At her mention of Forrest, Matteo’s eyes cut to Costa, who had settled back on his chair, convinced Nella was simply trying to stall the inevitable demise of her family by fabricating some desperate offer.
‘Riccardo,’ Matteo said, straightening his back. ‘Lasciaci.’
‘That won’t be necessary, I ...’
‘Leave.’
It was a small victory. Costa shut the door behind him and they were alone.
‘You have two minutes to convince me you’re not a lying fucking serpente.’
She told him in one. Just the facts, as Max and Grey had presented them. She put the plastic bag of memory cards on the desk between them. It throbbed in the silence that followed like a third heart in the room.
‘Daddy taught you how to play dirty, I see.’ Matteo’s eyes had gone cold.
‘Getting fucked over by people like you taught me how to play dirty.’
‘How do I know you don’t have another copy of the footage? How do I know you won’t find another way to give it to the cops?’
She’d done it. She’d rattled Matteo La Marca, the lion cowering under the mouse. If things were different, she’d compress this moment down into a diamond and wear it round her neck for the rest of her life.
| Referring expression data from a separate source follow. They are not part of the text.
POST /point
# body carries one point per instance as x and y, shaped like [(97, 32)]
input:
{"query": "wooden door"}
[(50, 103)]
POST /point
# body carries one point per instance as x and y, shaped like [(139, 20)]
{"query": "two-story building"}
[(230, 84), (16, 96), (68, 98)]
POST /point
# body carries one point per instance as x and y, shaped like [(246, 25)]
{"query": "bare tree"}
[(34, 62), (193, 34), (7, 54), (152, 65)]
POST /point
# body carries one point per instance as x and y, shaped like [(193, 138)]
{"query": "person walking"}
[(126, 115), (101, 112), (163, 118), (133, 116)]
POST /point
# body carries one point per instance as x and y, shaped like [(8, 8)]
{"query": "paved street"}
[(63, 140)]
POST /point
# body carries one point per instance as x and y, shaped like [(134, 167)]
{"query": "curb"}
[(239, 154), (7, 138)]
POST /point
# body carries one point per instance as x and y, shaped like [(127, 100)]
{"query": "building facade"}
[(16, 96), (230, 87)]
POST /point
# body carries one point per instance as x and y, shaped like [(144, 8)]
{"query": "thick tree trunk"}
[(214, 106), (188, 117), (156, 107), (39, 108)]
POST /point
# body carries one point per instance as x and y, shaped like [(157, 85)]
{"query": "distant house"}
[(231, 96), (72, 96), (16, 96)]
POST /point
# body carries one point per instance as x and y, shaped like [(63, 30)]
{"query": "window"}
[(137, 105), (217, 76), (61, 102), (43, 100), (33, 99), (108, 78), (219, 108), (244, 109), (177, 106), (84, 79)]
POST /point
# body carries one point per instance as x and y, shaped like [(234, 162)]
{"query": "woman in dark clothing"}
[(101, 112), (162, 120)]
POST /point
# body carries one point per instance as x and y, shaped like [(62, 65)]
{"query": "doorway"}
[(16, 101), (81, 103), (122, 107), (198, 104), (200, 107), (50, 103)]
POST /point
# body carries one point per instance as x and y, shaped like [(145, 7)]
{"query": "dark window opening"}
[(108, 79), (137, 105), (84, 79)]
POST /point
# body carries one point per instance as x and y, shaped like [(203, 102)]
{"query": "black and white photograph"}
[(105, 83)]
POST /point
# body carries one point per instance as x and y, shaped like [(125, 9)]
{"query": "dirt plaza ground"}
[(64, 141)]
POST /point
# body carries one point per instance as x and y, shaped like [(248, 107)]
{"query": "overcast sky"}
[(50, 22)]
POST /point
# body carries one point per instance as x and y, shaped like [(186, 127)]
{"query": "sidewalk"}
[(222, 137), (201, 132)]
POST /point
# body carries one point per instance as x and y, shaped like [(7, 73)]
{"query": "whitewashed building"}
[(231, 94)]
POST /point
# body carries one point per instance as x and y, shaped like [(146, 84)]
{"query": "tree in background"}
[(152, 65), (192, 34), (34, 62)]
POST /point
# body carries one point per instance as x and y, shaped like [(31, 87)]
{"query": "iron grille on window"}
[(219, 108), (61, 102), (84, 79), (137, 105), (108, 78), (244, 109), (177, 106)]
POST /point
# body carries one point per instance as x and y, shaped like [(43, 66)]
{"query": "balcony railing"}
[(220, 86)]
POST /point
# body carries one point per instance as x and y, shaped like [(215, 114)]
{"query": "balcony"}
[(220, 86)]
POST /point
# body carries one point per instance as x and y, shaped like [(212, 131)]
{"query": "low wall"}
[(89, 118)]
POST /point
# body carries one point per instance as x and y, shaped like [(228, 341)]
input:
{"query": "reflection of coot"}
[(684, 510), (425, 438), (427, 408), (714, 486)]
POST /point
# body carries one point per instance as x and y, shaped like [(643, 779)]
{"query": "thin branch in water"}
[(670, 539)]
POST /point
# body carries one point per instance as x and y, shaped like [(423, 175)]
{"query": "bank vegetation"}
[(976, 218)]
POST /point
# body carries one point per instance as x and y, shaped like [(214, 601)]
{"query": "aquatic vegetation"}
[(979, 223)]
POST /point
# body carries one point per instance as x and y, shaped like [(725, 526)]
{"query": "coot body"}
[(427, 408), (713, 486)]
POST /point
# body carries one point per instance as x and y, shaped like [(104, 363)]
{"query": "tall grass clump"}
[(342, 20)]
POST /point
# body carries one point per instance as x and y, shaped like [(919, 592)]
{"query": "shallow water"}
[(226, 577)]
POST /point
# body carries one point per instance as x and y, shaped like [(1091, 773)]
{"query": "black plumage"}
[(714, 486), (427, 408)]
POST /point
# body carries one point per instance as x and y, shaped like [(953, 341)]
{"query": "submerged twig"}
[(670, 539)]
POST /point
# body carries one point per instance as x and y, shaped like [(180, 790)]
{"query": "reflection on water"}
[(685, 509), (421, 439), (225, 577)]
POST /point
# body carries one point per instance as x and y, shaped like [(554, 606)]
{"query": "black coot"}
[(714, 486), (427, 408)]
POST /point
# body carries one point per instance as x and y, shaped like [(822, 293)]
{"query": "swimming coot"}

‘I’ll sign whatever you want,’ she said calmly. ‘We can come to an agreement on the non-disclosure. Once I destroy the footage, any connection of Forrest to the wine poisoning and Libby Johnston won’t hold up in court. The cops will have no evidence. He’ll walk free.’
‘If he’s convicted, my family will be ruined. Mydaughterwill be ruined. But what if I choose the wine? What if I decline your offer and let him rot in jail?’
‘If Forrest is officially connected to the murders, the whole world will know you harboured him and kept his secret. If you try to deny it, it’ll only pull the rope tighter around your neck.’
‘What a nice little trap you’ve set for me. But a video of my daughter’s fiancé stepping out of his legally parked, licensed car outside a bottle shop proves nothing.’
‘It proves as much as a recipe signed by your father and my grandfather proves.’
And there it was: the other shoe, dropping like a grenade.
‘You are proposing a mutual destruction of the evidence that would ruin both our lives.’
Nella folded her arms. The tip of her sword was on his heart, and his on hers. Now, it was about who lowered first. And she was damned if it would be her. Because she was losing far more than Matteo with this deal.
‘Do you know, Antonella, the extent a father would go to save his daughter?’
‘I think we both know I don’t.’
‘Then you never knew your father at all.’
‘And you did?’
‘You can’t spend that much time in the ring with someone and not get to know them as intimately as you do your closest friends. To understand a man’s weaknesses, you must understand his strengths, his vices, what he cannot live without.’
‘And you believe you knew my father better than me?’
‘I understood him.’ Matteo tilted his chin. ‘We both have daughters who have betrayed us.’
Did he know Ariana was the one who’d given Nella the footage? Or was Matteo referring to something else – the scars on Ariana’s abdomen, maybe? The strange connection to the nun, her zia Rosetta?
‘Did you ever read his will?’ he asked.